In the former case a binning of 3 was used, while in the latter a target
S/N of 250 was used. This routine will load the Voronoi binned results
if VoronoiSN is not set to None, otherwise the binned results.
Parameters
----------
name : str
The name of the galaxy whose results you want.
bin : int
The spatial binning requested. Default: 3
VoronoiSN : int
The target S/N used for Voronoi binning. Only 250 is currently done.
Default: None
toget : list of str
The quantities to lead.

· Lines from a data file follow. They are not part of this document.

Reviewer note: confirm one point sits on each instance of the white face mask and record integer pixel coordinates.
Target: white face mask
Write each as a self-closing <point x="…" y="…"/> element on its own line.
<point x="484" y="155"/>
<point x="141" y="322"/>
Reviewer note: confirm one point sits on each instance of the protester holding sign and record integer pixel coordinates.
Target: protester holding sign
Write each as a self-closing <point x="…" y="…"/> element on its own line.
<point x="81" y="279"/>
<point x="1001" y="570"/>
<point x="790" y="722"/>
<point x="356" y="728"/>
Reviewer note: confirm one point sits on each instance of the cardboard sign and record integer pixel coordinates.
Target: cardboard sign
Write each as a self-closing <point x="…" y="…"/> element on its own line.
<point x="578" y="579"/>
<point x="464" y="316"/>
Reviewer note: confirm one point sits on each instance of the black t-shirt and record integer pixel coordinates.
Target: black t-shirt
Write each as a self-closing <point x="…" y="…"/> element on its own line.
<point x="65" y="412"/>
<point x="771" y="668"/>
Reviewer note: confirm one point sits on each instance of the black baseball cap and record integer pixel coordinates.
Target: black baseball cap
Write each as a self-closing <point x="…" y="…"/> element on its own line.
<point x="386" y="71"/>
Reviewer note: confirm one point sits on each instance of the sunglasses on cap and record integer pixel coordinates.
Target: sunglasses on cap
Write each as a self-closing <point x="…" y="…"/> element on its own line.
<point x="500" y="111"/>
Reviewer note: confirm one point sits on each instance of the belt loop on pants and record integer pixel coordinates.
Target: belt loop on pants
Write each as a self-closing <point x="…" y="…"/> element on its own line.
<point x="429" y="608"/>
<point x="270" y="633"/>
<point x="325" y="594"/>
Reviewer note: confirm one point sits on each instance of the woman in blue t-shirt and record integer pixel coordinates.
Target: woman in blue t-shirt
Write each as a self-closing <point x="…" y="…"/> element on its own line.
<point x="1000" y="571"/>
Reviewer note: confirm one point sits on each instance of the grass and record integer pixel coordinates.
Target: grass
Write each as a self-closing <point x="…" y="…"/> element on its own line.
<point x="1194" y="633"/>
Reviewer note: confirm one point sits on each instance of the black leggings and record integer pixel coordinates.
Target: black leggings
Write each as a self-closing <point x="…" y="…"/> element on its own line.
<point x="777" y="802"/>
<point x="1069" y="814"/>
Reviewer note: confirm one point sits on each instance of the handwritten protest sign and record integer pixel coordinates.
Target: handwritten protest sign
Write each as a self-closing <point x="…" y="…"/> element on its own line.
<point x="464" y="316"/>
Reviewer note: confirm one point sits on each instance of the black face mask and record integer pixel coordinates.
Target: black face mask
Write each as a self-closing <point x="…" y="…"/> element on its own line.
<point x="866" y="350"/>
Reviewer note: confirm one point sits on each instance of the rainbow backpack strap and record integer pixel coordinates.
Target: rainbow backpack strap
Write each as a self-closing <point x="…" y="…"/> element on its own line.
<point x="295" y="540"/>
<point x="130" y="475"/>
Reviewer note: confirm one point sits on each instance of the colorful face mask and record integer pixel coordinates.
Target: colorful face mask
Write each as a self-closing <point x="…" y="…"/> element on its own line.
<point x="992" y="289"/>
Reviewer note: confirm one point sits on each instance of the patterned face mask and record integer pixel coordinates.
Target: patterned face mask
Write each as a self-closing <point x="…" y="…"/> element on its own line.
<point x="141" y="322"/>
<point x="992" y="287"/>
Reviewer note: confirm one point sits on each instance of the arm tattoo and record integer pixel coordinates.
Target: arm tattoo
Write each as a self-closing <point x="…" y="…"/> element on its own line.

The default is to get ZMAP (the redshift map),
ZMAP_FULL (like ZMAP but at original size if binned), VERR (the
velocity uncertainty), VERR_FULL (c.f. ZMAP_FULL), PROB (an assessment
of the probability of the cross-correlation quality),
PROB_FULL (c.f. ZMAP_FULL)
Returns
-------
result : dict
A dict with the results for each element in toget, with toget used
as keys.
Example
-------
>>> name = 'SDSS004533-010606'
>>> a = load_autoz_results(name, bin=3)
>>> a.keys()
dict_keys(['ZMAP', 'ZMAP_FULL', 'VERR', 'VERR_FULL', 'PROB', 'PROB_FULL'])
>>> a['ZMAP_FULL'].shape
(316, 315)
"""
suffix = _get_suffix(bin, VoronoiSN)
fname = os.path.join(ROOTDIR, name, name+'-autoz-'+suffix+'.fits')
hdul = fits.open(fname)
result = dict()
for t in toget:
try:
result[t] = hdul[t].data
except:
print("I did not find {0} .. skipping".format(t))
pass
return result
def load_voronoi_binning(name, VoronoiSN):
"""Load some of the information from Voronoi binning
Parameters
----------
name : str
The name of the galaxy whose results you want.
bin : int
The spatial binning requested. Default: 3
VoronoiSN : int
The target S/N used for Voronoi binning. Only 250 is currently done.
Default: None
Returns
-------
result : dict
This dictionary contains the main results of the
Voronoi binning and has the following keys:
binnum: This is an image with same size as the original
image (datacube spatial extent) and where the
pixel value is the bin that pixel belongs to.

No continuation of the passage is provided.